Suburbs are generally places where the concentration of wealth is not so stark as it is in cities. Social agencies and fire and police departments are seldom facing the kind of daunting misery and hopelessness as are seen in cities.

Young African-American families  today are often seeking places in Kentucky, Tennessee or other Southern States where the pace of life is gentler and less frantic. The days of believing that you could always find assistance when living in poverty are long gone. Cities have struggled to keep up appearances and are turning to gimmicks like trolley cars to restore a quaint appearance to their inner cities. But that will not last for very long.

The tide has turned and people not only want to eat organic foods, they want the land mass behind their homes to be places where that is possible. They want parks where you can go to have a picnic and not duck bullets or worry about rapists interfering with your daily jog. City life has shown itself to be sad enough that all of the mass transit in the world will not overcome your aversion to riding in a bus or train where feces are on the seat.

Life should never have gotten this far out of focus. But it has. No video can sanitize the reality and still be considered rational.

Additional Observations

Between 2000 and 2010 nearly 12,000 children plus their parents left the City of Atlanta, a loss of almost 12.5% of the under 18 population. In Midtown Atlanta and Downtown Atlanta the rate was double with nearly 25% of residents under the age of 18 leaving. Meanwhile, from 2000 to 2012 the number of college graduates between 25 and 34 increased by only 3%, besting only Cleveland and Detroit of the 51 largest metros. This created interesting conversation in blogs, the local newspaper, and other interested parties in Atlanta. In an age where young professionals are flocking to our cities, nearly every major metropolitan region outperformed Atlanta. The response? Questions were raised on livability, transportation, and amenities. And now the Atlanta Regional Commission (ARC) is forming a task force, a Millennial Advisory committee. Atlanta’s response to losing nearly 25% of its children? Not a thing.

What response can you have when the majority of big cities in this country have a population disproportionately skewed towards the lower end of the economic spectrum? It would not surprise me one whit to learn that cities like Atlanta and Chicago quietly thanked the Good Lord that yet another drain on their economy had been averted.

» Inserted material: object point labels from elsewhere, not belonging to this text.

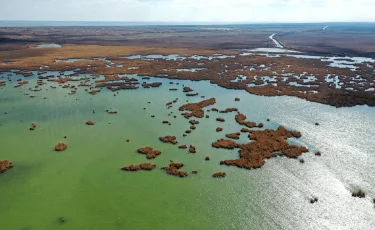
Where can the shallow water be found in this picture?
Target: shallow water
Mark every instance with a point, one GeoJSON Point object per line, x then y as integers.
{"type": "Point", "coordinates": [86, 186]}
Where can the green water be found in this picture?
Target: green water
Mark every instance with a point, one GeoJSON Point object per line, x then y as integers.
{"type": "Point", "coordinates": [85, 184]}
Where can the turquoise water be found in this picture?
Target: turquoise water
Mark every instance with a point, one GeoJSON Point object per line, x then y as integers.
{"type": "Point", "coordinates": [86, 186]}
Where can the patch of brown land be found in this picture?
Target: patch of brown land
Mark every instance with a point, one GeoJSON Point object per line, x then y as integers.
{"type": "Point", "coordinates": [149, 152]}
{"type": "Point", "coordinates": [89, 122]}
{"type": "Point", "coordinates": [240, 119]}
{"type": "Point", "coordinates": [197, 108]}
{"type": "Point", "coordinates": [235, 136]}
{"type": "Point", "coordinates": [168, 139]}
{"type": "Point", "coordinates": [60, 147]}
{"type": "Point", "coordinates": [173, 169]}
{"type": "Point", "coordinates": [353, 90]}
{"type": "Point", "coordinates": [5, 165]}
{"type": "Point", "coordinates": [143, 166]}
{"type": "Point", "coordinates": [219, 175]}
{"type": "Point", "coordinates": [266, 144]}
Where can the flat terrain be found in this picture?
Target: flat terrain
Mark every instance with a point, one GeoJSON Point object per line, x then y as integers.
{"type": "Point", "coordinates": [340, 38]}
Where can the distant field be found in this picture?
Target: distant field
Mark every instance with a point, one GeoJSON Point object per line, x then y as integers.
{"type": "Point", "coordinates": [338, 38]}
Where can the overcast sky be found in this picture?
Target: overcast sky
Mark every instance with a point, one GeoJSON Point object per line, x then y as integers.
{"type": "Point", "coordinates": [190, 10]}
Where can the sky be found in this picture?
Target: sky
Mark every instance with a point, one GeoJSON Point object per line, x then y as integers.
{"type": "Point", "coordinates": [219, 11]}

Urban America is essentially an economic albatross around the necks of the more affluent suburbs that surround them. Money from the Federal Government for education often gets siphoned off to pay for failing schools when it could keep suburban districts with more promising populations afloat.

You hate to sound harsh about all of this but frankly, schools and infrastructure are the sinkholes of economic growth that most accurately represent the failures of large cities. They are failing at educating their students, they have top heavy administrative departments and schools badly in need of repair. The day of the ‘money sponge‘ is over. Municipalities are going to have to sink or swim on the strength of their own ability to pay into their local coffers. Big Brother is broke.